- Born: George Michael Green January 28, 1952 Seymour, Indiana, U.S.
- Died: August 28, 2011 (aged 59) Albuquerque, New Mexico, U.S.
- Genres: Rock, heartland rock, roots rock, folk rock
- Occupation: Songwriter

= George Green (songwriter) =

American songwriter

George Michael Green (January 28, 1952 – August 28, 2011) was an American songwriter. His collaborations with his childhood friend John Mellencamp include the top 10 Billboard hits "Crumblin' Down" and "Hurts So Good", as well as "Key West Intermezzo (I Saw You First)", a No. 1 hit in Canada.

== Career ==
Green was John Mellencamp's long-time writing partner. He was a classmate and childhood friend of Mellencamp's from Seymour, Indiana. In 1985, Green's wife appeared in the video for Mellencamp's top 10 hit "Lonely Ol' Night". In addition to writing with Mellencamp, Green also wrote songs recorded by Barbra Streisand, Level 42, Hall & Oates, Jude Cole, Vanessa Williams, Percy Sledge, Gary Morris, and the Oak Ridge Boys among others.

=== Credits ===
Green's songwriting credits with Mellencamp include:
- "Dream Killing Town" and "Sad Lady" from Chestnut Street Incident (1976)
- "Hurts So Good" (#2 Billboard hit) and "Thundering Hearts" from American Fool (1982)
- "Crumblin' Down" (#9 Billboard hit) and "Warmer Place to Sleep" from Uh-Huh (1983)
- "Rain on the Scarecrow" (#21 Billboard hit) and "Minutes to Memories" from Scarecrow (1985)
- "Empty Hands" from The Lonesome Jubilee (1987)
- "Human Wheels" from Human Wheels (1993)
- "Another Sunny Day 12/25", "The Big Jack" and "The Breakout" from Dance Naked (1994)
- "Key West Intermezzo (I Saw You First)" (#14 Billboard hit), "This May Not Be the End of the World" and "Circling Around the Moon" from Mr. Happy Go Lucky (1996)
- "Your Life Is Now", "Positively Crazy", "It All Comes True", "Where the World Began" and "Break Me Off Some" from John Mellencamp (1998)

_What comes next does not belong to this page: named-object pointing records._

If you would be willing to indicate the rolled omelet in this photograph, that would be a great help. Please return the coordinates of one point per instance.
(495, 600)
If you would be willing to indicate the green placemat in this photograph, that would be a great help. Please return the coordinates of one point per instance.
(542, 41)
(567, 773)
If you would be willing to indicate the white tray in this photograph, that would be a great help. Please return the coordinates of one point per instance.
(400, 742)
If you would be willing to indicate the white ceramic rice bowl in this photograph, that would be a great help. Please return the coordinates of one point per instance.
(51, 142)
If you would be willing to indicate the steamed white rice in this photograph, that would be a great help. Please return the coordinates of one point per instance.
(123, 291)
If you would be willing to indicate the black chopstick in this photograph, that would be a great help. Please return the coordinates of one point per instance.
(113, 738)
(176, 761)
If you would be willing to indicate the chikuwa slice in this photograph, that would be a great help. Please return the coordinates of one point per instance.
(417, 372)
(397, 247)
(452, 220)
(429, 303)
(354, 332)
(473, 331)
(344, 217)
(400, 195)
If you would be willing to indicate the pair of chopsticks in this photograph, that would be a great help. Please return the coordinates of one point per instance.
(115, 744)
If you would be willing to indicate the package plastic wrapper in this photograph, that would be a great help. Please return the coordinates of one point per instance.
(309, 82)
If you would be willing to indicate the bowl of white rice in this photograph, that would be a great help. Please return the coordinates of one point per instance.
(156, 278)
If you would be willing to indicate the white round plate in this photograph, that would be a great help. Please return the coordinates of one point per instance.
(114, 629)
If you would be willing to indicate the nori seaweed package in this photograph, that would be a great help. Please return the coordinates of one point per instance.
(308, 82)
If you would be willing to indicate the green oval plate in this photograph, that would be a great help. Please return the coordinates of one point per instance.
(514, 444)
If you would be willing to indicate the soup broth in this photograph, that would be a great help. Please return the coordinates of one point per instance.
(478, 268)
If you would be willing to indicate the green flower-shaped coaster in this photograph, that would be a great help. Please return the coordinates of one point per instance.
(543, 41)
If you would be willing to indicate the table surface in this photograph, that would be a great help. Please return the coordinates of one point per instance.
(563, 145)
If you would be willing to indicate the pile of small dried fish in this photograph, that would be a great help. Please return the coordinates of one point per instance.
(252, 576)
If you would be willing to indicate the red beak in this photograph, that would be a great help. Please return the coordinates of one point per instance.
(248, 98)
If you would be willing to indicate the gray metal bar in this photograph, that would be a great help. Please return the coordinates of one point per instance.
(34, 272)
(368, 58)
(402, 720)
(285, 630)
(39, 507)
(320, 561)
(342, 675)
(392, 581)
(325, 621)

Green's songwriting credits with Carla Olson include:
- "The Grand Blvd." recorded by Percy Sledge on his 1994 album Blue Night
- "Secret Graves" which Olson included on her 1988 self-titled album a.k.a. Sweden USA
- "The Bell Hotel Is Burning" on the 2023 album Night Comes Falling by Stephen McCarthy and Olson (McCarthy is the third writer of the song)

== Death ==
Green died on August 28, 2011, in Albuquerque, New Mexico at the age of 59 after suffering from a rapid-forming small cell lung cancer.